South Carolina's income and poverty numbers were much rosier than in Georgia, where median household income rose by only 1.1 percent -- less than the national average -- and the poverty rate grew by 1.2 percent.
The average poverty rate in South Carolina during the past two years was 13.1 percent, down from the 16.5 percent two-year average in 1995 and 1996. That dramatic drop gave South Carolina the second-lowest poverty rate in the Southeast, higher only than North Carolina.
At the same time, the Palmetto State's median household income during 1996 and 1997 was $34,861, up substantially from the $33,038 median income reported for 1995 and 1996.

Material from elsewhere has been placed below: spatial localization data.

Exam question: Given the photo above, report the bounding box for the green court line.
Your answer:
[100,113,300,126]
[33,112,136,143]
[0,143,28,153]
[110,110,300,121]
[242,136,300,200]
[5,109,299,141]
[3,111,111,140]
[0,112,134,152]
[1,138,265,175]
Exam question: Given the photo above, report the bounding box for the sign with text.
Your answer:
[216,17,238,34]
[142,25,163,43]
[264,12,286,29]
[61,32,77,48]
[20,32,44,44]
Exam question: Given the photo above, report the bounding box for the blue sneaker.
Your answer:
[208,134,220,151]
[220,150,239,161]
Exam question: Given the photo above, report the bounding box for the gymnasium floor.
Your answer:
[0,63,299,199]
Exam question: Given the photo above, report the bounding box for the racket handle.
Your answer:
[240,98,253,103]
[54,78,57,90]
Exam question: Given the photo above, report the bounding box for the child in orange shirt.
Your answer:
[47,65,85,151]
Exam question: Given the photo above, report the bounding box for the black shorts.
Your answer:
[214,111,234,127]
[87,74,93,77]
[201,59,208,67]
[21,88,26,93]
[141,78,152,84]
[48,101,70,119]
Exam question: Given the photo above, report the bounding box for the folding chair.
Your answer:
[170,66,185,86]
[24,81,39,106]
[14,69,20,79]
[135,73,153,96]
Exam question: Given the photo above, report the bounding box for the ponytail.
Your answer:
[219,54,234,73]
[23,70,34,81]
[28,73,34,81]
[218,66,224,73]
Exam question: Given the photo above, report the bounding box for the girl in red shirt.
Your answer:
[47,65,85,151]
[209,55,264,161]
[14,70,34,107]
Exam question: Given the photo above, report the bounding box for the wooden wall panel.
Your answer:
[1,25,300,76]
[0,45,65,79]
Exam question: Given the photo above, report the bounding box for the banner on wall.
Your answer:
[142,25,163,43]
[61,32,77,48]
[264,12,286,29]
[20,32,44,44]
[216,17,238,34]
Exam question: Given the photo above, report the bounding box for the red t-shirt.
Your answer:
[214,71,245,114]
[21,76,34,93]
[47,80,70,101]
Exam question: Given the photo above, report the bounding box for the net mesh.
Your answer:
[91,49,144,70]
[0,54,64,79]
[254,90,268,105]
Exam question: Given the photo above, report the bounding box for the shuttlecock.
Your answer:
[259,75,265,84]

The average poverty level nationally for a family of four -- two adults and two children under age 18 -- is $16,276.
South Carolina's progress is the fruition of years of record capital investment in the state, which has helped create jobs and keep unemployment low, said Doug Woodward, director of the research division at the University of South Carolina's College of Business Administration.
A key ingredient in that recipe has been diversification, breaking away from an over-reliance on a few industries, including textiles.
"For the first time in South Carolina history, we've got deep, broad economic growth," Mr. Woodward said. "Probably early in the next century, we'll reach the national average in per-capita income."
Income growth has been much more sluggish in Georgia. According to the Census Bureau, the state's median household income during the past two years was $34,953, up just slightly from the $34,577 median income in 1995 and 1996.
That small increase left Georgia still leading all Southeastern states except North Carolina, but put the Peach State only slightly ahead of South Carolina in the median household income category.
Georgia's poverty rate in 1996 and 1997 was 14.7 percent, up from 13.5 percent during 1995 and 1996.
After years of glowing economic numbers, Georgia has become a victim of its own success in attracting new residents, said Jeff Humphreys, director of economic forecasting at the University of Georgia. While the state has been a national leader in job creation, it also has had to cope with an oversupply of labor spurred by rapid population growth.
"The pressures on wages and salaries have not been very high because of the in-migration of tens of thousands of people every year," Dr. Humphreys said. "That's keeping labor costs down."
Nationwide, the poverty rate last year was 13.3 percent, down from 13.7 percent in 1996, while the median household income rose 1.9 percent to $37,005. Last year was the third in a row that both numbers improved, returning America to pre-recession 1989 levels.
At the White House, President Clinton attributed the economic progress to his policies -- including balancing the federal budget, investing in education and job training and expanding U.S. exports.
"The census report released this morning represents one more year's worth of compelling evidence that this economic strategy is working," Mr. Clinton said.
Progress by blacks and Hispanics was the driving force in the decline in poverty and the increase in median household incomes. But both groups still were vastly overrepresented among the ranks of the poor.
While only 11 percent of whites were living in poverty last year, the poverty rate was 26.5 percent for blacks and 27.1 percent for Hispanics.